By nature of Clark’s age, gender and working-class background, she has been yanked into all kinds of literary discourse since becoming successful – a living, breathing reference point for whatever a book critic wishes to project onto her. This is occasionally fun, she admits, telling me she takes no issue with solid criticism of her work. But sometimes it does bother her. We’re speaking a few weeks after the New Statesman declared Clark just one example of a “parodic” trend in modern writing, in which “cool girl novelists” have taken over publishing with “spare”, “monochromatically dull” stories of “depressed and alienated” young women – a wild misreading of both Boy Parts and Penance, but I digress. These girl-writers, which also included, um, thirty and fortysomething alleged naïfs such as Ottessa Moshfegh, Sally Rooney and Sarah Bernstein, should “graduate to adulthood,” it declared.
“What got to me was that the work was being so aggressively mischaracterised,” Clark says. “Like why I am catching strays in your ‘old man yells at cloud’ article? I was so annoyed, and I wrote a little notes app thing where I was like, ‘this is just so typical of British media where it’s intellectually dishonest and all just directed to get clicks’. But then I just…” She sighs. She read the New Statesman piece while on a train to a club night in Manchester. Later, when the electronic group Moderat came on stage, she cooled down. “I just thought, ‘oh, I don’t need to be annoyed by this’. It felt like a really good turning point. I’m having fun. Life is good. And if people want to write snippy little pieces about me… go off, queen.”

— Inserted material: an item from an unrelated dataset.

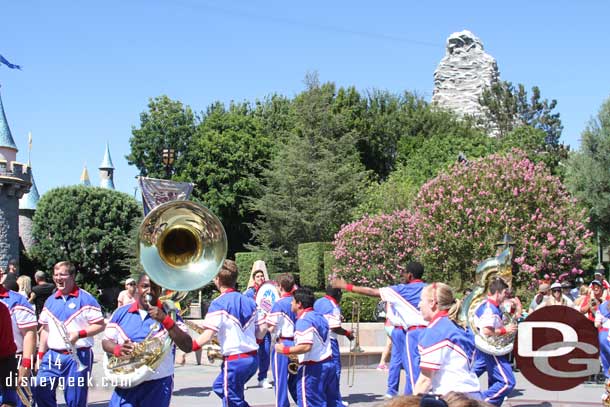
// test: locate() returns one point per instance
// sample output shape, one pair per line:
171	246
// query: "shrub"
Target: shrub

What is funny, she adds, is that she never intended to be part of any particular trend. “I don’t just do one type of novel,” she says. “I do a bunch of different things and I want every project to be bigger and more ambitious than the last one.” That’s certainly true so far. Boy Parts put readers inside the head of a psychopath, a young artist who boots annoying yoga instructors in the belly and terrorises the Tesco employees who become infatuated with her. Penance, meanwhile, crafted the socio-political dynamics of an entire fictional town, picking at true-crime culture, teenage alienation, black magic and class warfare as it went. She’s Always Hungry, published by Granta in April and the first from a collection of short stories due for release next year, is all folklore, sea shanties and mermaids.
“Before Boy Parts was published, I considered myself a sci-fi writer,” she says. “So it’s been weird to have people ask me, ‘Would you ever think about doing something in a genre space?’.” The short story collection, which blends horror and fantasy, “is far more representative of my writing as a whole than Boy Parts or Penance,” she says, and she’ll dive further into more speculative genres for her third novel.
“So it’s interesting that people see me as a ‘sad girl novelist’,” she laughs. “Nobody’s read any of my six spaceship stories.”